I’m having great difficulty in finding the drive to catch up with work in the garden this spring. Gardening, to me, is growing vegetables, as I expect flowers and girly stuff like that to be able to manage on its own – also I have been discouraged by 20 years of living with ground elder and, as it can’t be got rid of – not when it’s among shrubs – I ignore it except to notice that the flowers are actually quite pretty.

But vegetable growing is my passion. So what, strictly in gardening terms of course, has happened to my libido?

I have thought of several reasons, such as the cold spring which has made everything late, the succession of colds I’ve had which make me wheeze if I exert myself (well, unless it’s something I really want to do, in which case I seem to find the breath and the energy) and the fact that, now I grow veg for the shop it’s turned into a job instead of a hobby. I’ve even wondered if, now there’s a baby in the family I am directing all my caring and nurturing side to her and no longer need to raise plants – but that seems a bit fanciful.

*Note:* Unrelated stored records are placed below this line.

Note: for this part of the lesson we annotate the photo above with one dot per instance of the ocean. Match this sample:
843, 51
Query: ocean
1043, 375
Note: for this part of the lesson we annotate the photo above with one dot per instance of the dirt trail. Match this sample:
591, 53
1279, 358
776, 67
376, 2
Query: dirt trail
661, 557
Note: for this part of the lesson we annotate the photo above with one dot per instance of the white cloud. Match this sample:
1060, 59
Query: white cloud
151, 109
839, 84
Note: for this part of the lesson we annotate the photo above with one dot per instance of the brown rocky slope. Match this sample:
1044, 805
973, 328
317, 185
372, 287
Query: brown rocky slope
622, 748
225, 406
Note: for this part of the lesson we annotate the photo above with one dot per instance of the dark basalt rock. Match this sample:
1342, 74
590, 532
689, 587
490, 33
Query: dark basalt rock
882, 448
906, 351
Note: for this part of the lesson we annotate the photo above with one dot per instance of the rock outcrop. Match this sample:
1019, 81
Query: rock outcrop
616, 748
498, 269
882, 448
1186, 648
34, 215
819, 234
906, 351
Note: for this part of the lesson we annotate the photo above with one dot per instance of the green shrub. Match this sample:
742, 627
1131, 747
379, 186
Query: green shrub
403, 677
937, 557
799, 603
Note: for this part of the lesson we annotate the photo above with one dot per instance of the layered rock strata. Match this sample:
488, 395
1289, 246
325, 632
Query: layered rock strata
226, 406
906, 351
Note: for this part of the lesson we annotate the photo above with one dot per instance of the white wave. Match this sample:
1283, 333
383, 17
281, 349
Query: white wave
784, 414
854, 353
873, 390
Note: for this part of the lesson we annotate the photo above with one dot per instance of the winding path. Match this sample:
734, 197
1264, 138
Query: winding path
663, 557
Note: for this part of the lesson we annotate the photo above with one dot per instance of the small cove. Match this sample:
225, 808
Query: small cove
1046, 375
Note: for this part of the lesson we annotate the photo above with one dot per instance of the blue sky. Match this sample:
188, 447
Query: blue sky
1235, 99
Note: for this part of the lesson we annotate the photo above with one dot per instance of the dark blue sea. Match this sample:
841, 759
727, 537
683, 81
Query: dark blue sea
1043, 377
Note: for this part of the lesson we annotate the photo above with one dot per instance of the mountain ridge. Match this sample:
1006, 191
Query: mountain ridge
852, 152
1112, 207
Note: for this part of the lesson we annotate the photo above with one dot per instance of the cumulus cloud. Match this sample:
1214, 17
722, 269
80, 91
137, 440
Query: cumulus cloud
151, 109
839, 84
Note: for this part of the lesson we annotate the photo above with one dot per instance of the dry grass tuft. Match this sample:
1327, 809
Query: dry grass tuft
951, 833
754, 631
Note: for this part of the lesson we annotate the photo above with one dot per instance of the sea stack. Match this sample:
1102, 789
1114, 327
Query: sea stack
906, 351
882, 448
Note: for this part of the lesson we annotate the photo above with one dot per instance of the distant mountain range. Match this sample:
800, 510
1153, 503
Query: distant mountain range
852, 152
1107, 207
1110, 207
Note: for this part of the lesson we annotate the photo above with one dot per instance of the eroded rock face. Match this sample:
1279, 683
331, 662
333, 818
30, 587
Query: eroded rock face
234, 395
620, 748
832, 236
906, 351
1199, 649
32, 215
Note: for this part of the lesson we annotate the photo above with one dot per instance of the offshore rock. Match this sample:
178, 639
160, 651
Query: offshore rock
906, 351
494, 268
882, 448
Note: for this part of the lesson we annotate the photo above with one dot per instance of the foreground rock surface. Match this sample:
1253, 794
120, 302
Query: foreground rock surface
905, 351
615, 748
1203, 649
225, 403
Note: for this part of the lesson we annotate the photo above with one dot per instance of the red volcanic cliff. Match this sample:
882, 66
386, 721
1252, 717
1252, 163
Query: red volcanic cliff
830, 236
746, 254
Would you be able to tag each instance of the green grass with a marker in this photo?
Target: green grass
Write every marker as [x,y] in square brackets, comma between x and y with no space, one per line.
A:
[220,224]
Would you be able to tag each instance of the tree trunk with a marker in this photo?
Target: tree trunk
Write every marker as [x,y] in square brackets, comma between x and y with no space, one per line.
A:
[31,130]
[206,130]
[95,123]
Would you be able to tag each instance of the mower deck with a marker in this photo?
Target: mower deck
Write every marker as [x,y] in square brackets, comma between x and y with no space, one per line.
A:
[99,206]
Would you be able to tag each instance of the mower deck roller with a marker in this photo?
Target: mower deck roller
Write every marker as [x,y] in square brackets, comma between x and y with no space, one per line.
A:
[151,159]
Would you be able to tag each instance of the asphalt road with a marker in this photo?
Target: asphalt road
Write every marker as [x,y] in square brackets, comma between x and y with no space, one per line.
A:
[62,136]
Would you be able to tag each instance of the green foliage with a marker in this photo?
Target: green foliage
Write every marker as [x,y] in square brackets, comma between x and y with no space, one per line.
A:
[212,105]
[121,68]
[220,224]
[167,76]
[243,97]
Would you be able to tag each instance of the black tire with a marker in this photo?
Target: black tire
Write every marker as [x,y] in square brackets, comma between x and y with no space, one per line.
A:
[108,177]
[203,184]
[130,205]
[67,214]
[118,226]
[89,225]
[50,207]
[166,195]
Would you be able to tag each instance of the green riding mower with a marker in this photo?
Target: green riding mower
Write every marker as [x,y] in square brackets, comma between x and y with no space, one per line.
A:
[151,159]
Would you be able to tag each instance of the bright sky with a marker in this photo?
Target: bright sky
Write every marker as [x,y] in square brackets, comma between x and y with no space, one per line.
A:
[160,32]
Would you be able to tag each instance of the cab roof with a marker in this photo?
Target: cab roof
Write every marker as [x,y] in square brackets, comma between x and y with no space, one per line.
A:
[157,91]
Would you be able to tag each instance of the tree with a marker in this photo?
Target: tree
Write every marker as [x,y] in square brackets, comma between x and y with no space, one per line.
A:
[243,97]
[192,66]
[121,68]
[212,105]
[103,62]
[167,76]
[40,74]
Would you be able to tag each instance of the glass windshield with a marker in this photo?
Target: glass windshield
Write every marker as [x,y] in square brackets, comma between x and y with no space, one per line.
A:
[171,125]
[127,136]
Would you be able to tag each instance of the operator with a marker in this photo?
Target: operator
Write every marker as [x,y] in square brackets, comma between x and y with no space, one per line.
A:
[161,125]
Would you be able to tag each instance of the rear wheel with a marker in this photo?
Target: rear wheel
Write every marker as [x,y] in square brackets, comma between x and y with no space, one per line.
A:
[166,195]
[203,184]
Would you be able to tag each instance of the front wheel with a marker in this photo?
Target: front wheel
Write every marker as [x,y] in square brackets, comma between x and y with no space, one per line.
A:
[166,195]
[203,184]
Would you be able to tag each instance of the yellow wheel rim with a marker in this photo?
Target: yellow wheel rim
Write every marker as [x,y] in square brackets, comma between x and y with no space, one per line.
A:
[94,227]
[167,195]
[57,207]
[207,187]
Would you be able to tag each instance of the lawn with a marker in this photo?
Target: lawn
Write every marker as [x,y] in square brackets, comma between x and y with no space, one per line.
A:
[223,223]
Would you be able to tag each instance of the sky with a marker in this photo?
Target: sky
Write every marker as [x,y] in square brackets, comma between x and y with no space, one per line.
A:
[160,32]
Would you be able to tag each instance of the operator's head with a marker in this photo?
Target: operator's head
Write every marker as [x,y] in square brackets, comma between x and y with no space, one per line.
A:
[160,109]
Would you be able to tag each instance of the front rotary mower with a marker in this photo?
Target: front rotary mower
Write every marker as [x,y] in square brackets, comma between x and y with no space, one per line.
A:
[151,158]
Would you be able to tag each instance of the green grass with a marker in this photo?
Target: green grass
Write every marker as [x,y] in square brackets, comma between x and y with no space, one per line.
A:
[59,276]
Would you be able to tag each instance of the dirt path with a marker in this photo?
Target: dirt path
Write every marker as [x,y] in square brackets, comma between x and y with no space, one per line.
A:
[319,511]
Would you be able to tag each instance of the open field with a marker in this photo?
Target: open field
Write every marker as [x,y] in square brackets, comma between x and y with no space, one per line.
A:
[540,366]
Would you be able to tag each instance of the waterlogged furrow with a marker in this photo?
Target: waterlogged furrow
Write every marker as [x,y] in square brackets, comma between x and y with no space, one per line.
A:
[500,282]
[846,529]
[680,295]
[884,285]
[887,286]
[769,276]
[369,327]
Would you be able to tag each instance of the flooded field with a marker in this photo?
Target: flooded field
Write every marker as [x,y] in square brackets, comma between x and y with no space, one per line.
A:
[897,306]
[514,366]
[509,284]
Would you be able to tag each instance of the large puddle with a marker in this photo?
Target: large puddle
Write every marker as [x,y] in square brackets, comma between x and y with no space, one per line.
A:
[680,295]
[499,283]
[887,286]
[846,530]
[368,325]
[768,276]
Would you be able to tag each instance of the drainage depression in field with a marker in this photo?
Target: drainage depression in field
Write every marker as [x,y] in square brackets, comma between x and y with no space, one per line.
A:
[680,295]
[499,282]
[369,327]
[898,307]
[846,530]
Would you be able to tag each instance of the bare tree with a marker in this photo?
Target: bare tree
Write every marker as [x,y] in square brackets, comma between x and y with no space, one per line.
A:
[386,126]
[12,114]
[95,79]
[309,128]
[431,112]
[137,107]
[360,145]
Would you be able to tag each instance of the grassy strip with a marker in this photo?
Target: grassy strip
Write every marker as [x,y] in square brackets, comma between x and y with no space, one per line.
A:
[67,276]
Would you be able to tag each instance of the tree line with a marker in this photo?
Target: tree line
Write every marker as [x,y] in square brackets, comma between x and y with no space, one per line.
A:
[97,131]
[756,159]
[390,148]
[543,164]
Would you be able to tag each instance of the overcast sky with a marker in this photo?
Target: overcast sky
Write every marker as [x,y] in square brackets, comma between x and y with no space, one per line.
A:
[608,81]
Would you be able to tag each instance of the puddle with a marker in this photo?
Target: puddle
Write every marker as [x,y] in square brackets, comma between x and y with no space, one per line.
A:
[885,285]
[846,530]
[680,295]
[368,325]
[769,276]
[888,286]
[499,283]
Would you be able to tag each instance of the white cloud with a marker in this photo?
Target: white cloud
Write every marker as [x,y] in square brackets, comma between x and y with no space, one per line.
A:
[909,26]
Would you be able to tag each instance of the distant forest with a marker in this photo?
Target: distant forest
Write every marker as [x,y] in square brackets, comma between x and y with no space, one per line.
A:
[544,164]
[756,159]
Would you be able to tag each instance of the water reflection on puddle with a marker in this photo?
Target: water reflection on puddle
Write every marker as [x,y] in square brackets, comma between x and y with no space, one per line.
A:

I think, perhaps, it’s a reflection of the rest of my life. Gardening used to be how I relaxed. I longed to get out into the greenhouse, to pot up seedlings and tend the plants, to check, eagerly, how each radish and lettuce was growing and anticipate, dribblingly, the day when I could pick the first of the new harvest. A whole meal would be planned around baby broad beans, asparagus, tiny new potatoes. And I’m sure that, when that time comes in a few weeks, I will be just as excited (look, I lead a dull enough life for that to be how I get my kicks).

When my children were little and squabbled, the greenhouse was my refuge. Anyone was welcome to come and join me, to work or chat or just watch, but tranquillity was insisted upon. It was no use to come and complain about little brother or big sister, it was not allowed. And later there were other tensions and stresses. Now, these don’t exist. Middle age is rather an enjoyable place to be. My children are grown up and lovely and no longer dependent on me, I no longer have aged parents to be responsible for (yes, this is two-edged, but being a ‘carer’ is a burden, even if willingly shouldered) and my husband and I run our business in a low-key way that we can easily manage. We’re both busy with our various interests, but we can afford to be quite disorganised about it all as we know we can catch up when it matters.

I think I’ve just said that I’ve become so lazy that I can’t be bothered to pot up the tomatoes. Maybe I should sharpen the razor-blade. Or, as the song concludes, go for the six parts of gin to one part vermouth.

Half past six. Time for a glass of something, certainly. And time to water the greenhouse.